When you ask your wealth manager “what should I do with my life?”, you’re asking a cardiologist to treat your knee. They’re a brilliant doctor. It’s just not their specialty.
The Five Questions Your Wealth Manager Can’t Answer
1. What gets me out of bed when money doesn’t have to? 2. How do I rebuild my identity beyond ‘former CEO’? 3. Why is my marriage under strain since I sold? 4. How do I find purpose without rebuilding another company? 5. What will I regret not doing when I’m 80? These aren’t financial questions. They’re life architecture questions. And they require a different advisor.
Team One vs Team Two
When you sell a business, you have Team One. The transaction team. Your solicitor, accountant, M&A advisor, tax specialist, and wealth manager. These are brilliant, necessary people. They get you through the deal. They optimise the outcome. They protect the proceeds.
But Team One goes home after completion. Their job is done. The money is allocated, the tax is structured, the portfolio is balanced. Champagne all round.
What almost nobody has is Team Two. The team that helps with what comes after. The life architect. The peer group. The coach. The person who sits with you at month four when the euphoria fades and the questions start.
- Team One manages the transaction.
- Team Two manages the transition.
- Team One gets you the money.
- Team Two helps you build a life worth having the money for.
Most people have an exceptional Team One and no Team Two at all. That’s why 75% regret selling within 12 months. The deal went perfectly. The life didn’t.
What Team Two Actually Looks Like
Team Two isn’t a product. It’s not a service you buy off the shelf. It’s a bespoke group of people and frameworks that help you navigate the transition from business owner to… whatever comes next. Here’s what it typically includes:
A Life Architect or Transition Advisor
Someone who understands The Fog, the 5 Pillars, and the emotional reality of post-exit life. Not a therapist. Not a life coach in the Instagram sense. A structured advisor who helps you audit where you are, design where you want to be, and build a framework for getting there.
A Peer Group
Other people who’ve been through an exit and understand the problem without you having to explain it. The relief of sitting in a room with six people who know what it’s like to be rich and lost is worth more than any individual advice. You’re not alone. You just don’t know the others yet.
Accountability
Not a gym buddy. Not a golf foursome. Structured accountability. Someone who checks in on your 5-Pillar progress, challenges your avoidance, and holds you to the experiments you said you’d run. When you were a CEO, you had a board. Now you need a personal one.
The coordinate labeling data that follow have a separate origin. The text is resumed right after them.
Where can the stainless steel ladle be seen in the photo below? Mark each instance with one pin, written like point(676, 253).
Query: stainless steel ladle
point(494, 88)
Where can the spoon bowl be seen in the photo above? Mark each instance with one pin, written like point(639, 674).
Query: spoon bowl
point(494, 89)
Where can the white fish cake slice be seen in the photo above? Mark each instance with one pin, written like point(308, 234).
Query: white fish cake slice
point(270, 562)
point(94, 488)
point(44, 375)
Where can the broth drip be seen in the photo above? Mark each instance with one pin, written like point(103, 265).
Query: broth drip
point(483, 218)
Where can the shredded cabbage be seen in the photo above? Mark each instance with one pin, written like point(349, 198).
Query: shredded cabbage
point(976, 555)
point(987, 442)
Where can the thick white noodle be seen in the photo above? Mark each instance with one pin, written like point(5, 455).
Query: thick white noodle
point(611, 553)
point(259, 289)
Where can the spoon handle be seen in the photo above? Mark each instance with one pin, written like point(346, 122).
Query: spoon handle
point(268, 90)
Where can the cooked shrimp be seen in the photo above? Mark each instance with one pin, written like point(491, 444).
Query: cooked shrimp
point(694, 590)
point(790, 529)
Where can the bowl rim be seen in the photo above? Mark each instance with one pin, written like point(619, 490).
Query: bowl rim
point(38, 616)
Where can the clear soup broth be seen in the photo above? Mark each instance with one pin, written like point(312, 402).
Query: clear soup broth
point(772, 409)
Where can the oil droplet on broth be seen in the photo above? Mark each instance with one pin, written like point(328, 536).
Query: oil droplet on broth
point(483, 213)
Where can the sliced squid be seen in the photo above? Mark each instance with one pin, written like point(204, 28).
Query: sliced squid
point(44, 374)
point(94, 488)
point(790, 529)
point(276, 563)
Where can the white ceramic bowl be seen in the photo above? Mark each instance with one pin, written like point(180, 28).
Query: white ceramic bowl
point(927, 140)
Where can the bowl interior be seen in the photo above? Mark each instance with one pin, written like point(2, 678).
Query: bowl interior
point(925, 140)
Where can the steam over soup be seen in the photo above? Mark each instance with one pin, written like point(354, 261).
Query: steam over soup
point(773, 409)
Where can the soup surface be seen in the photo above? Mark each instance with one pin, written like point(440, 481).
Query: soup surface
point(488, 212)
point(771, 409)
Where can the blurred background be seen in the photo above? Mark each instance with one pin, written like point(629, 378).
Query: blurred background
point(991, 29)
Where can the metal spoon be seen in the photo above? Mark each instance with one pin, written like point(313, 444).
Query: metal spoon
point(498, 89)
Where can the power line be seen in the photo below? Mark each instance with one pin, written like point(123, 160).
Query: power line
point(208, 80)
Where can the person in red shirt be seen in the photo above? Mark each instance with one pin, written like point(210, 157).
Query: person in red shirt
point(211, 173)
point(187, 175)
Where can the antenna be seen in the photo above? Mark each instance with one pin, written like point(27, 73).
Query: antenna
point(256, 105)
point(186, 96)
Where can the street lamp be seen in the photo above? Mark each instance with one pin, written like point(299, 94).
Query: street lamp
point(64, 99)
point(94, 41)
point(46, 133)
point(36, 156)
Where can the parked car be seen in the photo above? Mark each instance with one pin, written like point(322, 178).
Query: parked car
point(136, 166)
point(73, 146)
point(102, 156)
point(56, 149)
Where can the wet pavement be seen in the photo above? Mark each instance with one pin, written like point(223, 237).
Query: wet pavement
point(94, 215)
Your Wealth Manager (Still)
Team Two doesn’t replace your wealth manager. It sits alongside them. Your wealth manager handles Pillar 1 — Financial Security. Team Two handles Pillars 2 through 5 — Purpose, Health, Connection, and Regret Minimisation. Both teams need to exist. The mistake is thinking one team can do the job of two.
When to Build Team Two
The answer, if you’re reading this, is now. But ideally, you build Team Two before you sell, not after. The clients who transition best — the Priyas of the world — start 12–18 months before the deal completes. They’ve audited their pillars. They’ve calculated their Funded Ratio. They’ve started testing post-exit activities. They’ve had the relationship conversation.
If you’ve already sold, it’s not too late. Most of my clients come to me in The Fog. The work is more urgent but no less effective. You just have less runway for experiments and more emotional weather to navigate.
Either way, the question isn’t whether you need Team Two. It’s whether you’ll build one before the crisis or after it.
“Your wealth manager manages your money. Your Team Two manages your meaning. You need both. And confusing one for the other is the most expensive mistake you can make after selling.”